Le «ruling» de la magistrate Shefali Ganoo, siégeant à la Cour de Mapou, conclut au suicide d’Anand Ramdhony. Aucune suite judiciaire ne sera donnée à l’affaire Ramdhony.

Le verdict est tombé. La Cour de Mapou, sous la présidence de la magistrate Shefali Ganoo, a rendu son jugement, ce lundi 31 décembre. Elle soutient le témoignage du médecin légiste et avance que la thèse de suicide est indiscutable.

Anand Ramdhony avait été retrouvé mort dans sa cellule au poste de police de Rivière-du-Rempart, le 30 juillet 2011. Il était détenu pour une affaire de vol.
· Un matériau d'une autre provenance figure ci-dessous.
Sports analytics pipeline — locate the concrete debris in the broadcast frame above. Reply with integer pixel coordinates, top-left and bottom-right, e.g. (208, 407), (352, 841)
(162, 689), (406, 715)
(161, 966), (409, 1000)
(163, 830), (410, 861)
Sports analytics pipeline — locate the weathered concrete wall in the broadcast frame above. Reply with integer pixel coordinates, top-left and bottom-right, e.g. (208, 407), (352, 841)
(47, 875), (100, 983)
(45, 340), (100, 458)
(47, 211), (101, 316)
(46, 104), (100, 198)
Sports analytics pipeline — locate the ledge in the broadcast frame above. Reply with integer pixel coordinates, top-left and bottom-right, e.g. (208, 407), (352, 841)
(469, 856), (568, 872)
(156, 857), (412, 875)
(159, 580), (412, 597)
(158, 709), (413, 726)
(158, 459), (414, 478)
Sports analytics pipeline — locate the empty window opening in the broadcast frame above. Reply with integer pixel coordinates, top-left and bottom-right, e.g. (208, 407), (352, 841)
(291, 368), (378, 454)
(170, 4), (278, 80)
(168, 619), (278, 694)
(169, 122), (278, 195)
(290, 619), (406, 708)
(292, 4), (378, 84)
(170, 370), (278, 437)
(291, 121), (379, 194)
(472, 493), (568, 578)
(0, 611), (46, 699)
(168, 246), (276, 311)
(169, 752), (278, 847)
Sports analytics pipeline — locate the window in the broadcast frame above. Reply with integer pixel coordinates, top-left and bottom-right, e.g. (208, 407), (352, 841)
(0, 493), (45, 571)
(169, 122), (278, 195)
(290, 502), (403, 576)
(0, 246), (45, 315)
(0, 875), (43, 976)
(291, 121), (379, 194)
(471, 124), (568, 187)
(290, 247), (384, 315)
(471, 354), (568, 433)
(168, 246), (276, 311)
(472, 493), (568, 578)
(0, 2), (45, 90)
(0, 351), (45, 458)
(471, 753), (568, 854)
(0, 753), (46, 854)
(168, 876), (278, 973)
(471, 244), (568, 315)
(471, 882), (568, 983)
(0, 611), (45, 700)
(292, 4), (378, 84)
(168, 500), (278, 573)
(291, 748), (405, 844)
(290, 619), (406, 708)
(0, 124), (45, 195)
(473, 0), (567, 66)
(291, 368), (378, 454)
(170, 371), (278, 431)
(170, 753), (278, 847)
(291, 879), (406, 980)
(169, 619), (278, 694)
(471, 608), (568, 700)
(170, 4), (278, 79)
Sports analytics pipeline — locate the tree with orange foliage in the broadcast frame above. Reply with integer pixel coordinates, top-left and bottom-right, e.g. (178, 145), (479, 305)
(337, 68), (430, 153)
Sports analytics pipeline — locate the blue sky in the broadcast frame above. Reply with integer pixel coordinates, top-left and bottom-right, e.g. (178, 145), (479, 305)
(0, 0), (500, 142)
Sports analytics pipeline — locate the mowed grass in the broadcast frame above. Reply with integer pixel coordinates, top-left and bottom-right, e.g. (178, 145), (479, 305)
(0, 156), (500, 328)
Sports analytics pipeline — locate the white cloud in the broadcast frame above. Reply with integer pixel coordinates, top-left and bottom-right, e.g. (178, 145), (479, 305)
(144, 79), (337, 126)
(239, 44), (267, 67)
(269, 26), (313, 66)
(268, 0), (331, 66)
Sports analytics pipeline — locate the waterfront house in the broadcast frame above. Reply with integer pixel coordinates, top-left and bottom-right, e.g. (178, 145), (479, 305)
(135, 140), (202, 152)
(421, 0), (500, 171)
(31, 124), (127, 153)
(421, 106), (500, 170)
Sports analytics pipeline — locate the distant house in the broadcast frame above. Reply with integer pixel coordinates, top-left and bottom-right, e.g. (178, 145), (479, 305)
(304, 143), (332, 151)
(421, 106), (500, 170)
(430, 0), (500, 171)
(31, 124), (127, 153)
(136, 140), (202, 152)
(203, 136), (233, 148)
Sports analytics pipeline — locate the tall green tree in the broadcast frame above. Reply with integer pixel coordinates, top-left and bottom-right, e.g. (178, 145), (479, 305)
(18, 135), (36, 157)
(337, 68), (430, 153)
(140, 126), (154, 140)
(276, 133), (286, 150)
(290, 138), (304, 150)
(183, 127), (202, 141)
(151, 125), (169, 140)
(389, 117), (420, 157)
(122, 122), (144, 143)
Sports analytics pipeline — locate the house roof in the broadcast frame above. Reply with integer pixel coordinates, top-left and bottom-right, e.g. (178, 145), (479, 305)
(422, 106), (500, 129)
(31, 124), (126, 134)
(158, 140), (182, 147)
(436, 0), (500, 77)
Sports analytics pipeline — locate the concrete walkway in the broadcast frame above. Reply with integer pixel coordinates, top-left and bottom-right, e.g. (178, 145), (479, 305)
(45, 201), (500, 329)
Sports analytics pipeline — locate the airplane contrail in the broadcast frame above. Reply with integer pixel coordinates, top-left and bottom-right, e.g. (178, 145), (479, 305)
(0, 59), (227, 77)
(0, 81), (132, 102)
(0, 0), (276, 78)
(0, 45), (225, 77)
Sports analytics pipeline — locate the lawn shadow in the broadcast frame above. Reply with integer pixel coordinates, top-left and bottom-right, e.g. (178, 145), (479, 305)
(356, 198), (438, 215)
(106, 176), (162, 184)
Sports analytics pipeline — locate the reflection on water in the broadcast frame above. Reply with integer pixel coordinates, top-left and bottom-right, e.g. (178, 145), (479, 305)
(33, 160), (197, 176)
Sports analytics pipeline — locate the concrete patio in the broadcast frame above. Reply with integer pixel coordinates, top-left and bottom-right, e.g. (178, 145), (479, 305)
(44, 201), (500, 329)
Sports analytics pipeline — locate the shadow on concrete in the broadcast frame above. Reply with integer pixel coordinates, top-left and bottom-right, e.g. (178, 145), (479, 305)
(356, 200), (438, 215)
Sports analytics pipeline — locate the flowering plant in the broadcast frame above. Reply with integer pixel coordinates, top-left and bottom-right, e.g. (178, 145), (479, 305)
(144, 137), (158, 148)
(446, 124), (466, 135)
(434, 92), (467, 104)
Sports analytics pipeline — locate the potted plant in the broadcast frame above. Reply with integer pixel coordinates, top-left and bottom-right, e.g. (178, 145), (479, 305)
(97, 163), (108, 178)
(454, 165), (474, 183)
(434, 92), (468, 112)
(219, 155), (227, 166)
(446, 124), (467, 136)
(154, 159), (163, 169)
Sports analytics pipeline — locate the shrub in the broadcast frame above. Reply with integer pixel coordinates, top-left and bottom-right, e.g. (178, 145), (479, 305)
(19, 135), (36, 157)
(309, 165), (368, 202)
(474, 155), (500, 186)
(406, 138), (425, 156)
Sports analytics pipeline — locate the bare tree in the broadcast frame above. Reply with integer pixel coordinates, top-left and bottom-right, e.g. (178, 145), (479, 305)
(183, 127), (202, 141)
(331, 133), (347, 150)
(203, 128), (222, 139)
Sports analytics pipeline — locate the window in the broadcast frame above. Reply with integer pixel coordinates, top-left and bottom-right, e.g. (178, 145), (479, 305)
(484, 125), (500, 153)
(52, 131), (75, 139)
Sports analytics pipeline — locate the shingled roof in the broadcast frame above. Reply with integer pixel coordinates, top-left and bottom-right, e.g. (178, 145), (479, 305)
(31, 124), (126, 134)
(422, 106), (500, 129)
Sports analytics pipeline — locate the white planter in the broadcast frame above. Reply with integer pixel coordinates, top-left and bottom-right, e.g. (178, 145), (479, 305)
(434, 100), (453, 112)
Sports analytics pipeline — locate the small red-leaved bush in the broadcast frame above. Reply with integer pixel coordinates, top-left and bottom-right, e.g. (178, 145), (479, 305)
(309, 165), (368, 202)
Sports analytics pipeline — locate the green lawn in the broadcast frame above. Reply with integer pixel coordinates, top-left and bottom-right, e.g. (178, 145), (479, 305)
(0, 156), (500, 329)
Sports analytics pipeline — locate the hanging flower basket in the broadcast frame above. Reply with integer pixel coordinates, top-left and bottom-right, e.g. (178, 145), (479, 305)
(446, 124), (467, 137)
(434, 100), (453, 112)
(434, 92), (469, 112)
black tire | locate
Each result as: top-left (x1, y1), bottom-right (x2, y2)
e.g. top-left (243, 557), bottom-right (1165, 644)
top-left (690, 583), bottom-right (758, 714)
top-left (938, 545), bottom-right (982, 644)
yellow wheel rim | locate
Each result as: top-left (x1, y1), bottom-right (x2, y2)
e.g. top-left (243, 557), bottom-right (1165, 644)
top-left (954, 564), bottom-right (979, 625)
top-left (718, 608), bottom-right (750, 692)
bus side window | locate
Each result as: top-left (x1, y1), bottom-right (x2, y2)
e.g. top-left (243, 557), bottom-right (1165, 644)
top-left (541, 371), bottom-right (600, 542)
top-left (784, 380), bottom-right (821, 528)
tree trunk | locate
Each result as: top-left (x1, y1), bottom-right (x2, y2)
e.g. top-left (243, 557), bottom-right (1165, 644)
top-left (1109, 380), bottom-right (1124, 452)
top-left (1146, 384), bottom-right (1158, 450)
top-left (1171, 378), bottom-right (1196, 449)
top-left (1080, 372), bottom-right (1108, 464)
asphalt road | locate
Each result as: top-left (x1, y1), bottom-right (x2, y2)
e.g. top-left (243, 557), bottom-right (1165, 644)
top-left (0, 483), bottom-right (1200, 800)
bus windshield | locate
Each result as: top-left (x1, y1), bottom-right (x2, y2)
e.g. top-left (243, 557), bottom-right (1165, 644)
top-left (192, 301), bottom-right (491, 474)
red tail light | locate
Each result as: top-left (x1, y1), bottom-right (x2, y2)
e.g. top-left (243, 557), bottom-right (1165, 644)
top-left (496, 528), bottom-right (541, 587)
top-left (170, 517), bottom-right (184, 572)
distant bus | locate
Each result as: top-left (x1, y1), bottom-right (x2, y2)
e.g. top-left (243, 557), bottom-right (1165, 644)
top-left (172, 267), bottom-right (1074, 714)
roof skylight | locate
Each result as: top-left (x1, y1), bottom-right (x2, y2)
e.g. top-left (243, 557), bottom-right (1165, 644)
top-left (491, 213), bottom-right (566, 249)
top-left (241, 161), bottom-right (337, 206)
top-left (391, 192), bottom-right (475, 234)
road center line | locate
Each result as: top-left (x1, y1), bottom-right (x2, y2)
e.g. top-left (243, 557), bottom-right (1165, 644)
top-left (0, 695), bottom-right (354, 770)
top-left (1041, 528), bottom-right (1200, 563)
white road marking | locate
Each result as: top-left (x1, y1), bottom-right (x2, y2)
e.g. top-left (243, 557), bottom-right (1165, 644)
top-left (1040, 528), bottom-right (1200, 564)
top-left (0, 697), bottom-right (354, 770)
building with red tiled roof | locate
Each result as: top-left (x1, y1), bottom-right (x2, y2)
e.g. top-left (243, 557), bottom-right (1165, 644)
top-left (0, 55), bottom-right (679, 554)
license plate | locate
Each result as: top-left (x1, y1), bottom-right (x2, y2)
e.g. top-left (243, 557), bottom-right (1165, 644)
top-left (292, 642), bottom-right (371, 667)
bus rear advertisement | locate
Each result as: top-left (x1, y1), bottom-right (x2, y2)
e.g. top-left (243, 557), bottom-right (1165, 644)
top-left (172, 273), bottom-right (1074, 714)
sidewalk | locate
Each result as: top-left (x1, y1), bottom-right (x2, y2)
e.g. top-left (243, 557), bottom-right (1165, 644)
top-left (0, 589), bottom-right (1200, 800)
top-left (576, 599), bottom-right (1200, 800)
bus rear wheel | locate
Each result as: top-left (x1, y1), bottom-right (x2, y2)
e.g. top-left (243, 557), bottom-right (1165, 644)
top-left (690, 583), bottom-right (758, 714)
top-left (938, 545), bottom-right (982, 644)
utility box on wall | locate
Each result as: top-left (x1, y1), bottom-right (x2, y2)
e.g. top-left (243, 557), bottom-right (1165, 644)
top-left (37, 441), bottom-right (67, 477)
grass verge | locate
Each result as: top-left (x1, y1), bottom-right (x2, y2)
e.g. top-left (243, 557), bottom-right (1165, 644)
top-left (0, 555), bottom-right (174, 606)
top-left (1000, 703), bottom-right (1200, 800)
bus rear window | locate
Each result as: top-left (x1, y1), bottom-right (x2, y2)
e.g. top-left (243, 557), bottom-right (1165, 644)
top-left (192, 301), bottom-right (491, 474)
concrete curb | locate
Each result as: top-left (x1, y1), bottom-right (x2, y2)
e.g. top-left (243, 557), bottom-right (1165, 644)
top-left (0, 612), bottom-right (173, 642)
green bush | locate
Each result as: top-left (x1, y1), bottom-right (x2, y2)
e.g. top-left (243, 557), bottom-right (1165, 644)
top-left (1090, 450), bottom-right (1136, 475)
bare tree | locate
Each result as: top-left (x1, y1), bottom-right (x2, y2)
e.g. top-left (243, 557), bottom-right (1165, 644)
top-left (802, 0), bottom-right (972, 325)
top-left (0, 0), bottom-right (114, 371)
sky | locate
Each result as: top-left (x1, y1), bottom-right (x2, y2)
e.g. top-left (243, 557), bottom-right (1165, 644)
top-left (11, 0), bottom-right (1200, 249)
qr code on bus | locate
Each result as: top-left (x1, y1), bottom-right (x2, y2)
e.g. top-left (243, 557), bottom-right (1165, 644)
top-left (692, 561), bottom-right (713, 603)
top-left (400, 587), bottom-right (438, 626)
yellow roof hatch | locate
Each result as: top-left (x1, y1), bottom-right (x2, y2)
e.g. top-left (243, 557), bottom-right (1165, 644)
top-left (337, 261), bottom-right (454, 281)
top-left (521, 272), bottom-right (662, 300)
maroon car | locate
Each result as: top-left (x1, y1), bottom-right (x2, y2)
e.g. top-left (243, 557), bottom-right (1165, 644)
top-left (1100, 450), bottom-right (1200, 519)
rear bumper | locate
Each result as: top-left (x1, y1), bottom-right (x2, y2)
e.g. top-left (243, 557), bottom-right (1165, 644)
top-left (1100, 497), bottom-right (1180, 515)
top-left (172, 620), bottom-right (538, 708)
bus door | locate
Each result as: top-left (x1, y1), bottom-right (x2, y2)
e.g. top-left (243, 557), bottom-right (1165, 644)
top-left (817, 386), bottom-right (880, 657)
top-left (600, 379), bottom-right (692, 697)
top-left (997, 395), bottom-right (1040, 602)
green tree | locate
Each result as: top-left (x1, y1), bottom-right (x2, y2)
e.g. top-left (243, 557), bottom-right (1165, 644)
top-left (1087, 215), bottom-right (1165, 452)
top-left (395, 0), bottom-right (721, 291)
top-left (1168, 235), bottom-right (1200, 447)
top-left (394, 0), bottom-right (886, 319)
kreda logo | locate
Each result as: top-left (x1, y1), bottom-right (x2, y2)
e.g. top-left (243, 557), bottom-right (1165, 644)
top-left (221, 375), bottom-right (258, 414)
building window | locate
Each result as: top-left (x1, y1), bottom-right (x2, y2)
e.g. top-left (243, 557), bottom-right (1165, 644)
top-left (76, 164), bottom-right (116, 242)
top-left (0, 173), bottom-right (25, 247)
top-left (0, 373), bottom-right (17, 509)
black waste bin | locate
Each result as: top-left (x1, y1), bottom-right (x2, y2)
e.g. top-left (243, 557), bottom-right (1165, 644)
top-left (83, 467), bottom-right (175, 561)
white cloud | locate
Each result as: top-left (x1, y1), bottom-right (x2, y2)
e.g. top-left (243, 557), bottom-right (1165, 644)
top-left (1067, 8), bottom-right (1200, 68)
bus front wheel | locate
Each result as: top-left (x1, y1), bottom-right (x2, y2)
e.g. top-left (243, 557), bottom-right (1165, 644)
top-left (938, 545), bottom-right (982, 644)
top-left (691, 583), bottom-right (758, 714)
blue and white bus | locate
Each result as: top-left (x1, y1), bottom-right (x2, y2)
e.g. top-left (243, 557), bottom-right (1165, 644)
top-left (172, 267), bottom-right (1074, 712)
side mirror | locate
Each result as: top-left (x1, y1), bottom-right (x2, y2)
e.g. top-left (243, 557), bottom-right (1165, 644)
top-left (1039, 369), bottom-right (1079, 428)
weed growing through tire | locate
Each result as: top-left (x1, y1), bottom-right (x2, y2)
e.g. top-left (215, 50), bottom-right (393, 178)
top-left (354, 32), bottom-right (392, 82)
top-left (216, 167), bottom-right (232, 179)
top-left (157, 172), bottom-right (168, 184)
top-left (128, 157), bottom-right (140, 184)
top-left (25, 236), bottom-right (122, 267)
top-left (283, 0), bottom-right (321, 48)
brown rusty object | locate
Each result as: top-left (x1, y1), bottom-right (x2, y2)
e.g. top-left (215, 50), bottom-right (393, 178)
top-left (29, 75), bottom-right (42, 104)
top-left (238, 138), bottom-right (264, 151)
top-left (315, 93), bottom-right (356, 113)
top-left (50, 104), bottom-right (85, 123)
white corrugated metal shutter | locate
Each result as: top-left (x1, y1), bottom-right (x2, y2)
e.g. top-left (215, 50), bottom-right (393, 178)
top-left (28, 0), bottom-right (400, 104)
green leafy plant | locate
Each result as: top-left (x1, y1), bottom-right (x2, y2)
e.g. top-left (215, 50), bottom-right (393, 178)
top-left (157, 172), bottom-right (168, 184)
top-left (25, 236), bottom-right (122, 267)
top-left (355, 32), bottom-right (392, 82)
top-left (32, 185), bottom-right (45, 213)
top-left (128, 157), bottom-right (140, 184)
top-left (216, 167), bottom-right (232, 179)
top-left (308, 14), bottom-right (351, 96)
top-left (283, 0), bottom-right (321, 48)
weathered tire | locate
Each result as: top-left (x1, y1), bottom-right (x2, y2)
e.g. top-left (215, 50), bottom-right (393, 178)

Celle d’une montre de grande valeur et qui n’a jamais été retrouvée.

Il était en position assise et avait un morceau de tissu autour du cou. Ce tissu, provenant d’une couverture, aurait été déchiré par la victime qui lui aurait, par la suite, servi pour se pendre. Les deux experts du Forensic Science Laboratory (FSL) appelés à fournir des témoignages ont affirmé que de la salive a été prélevée sur le tissu.

Le détenu Jacques Bigaignon, qui était détenu dans la cellule jouxtant celle d’Anand Kumar Ramdhony, a affirmé avoir entendu des bruits suspects provenant de la grande porte. Puis des bruits de cadenas. Il s’est ensuite rendormi et fut réveillé, plus tard, par un policier qui avait découvert le corps inerte d’Anand Ramdhony.

Les proches de la victime ont aussi été appelés à la barre durant les travaux. L’épouse, puis le fils, ont affirmé n’avoir rien constaté d’anormal la veille du décès.

Un an après les faits, le Directeur des poursuites publiques (DPP) avait institué une enquête judiciaire sous la présidence de la magistrate Shefali Ganoo pour faire la lumière sur les causes exactes du décès du détenu.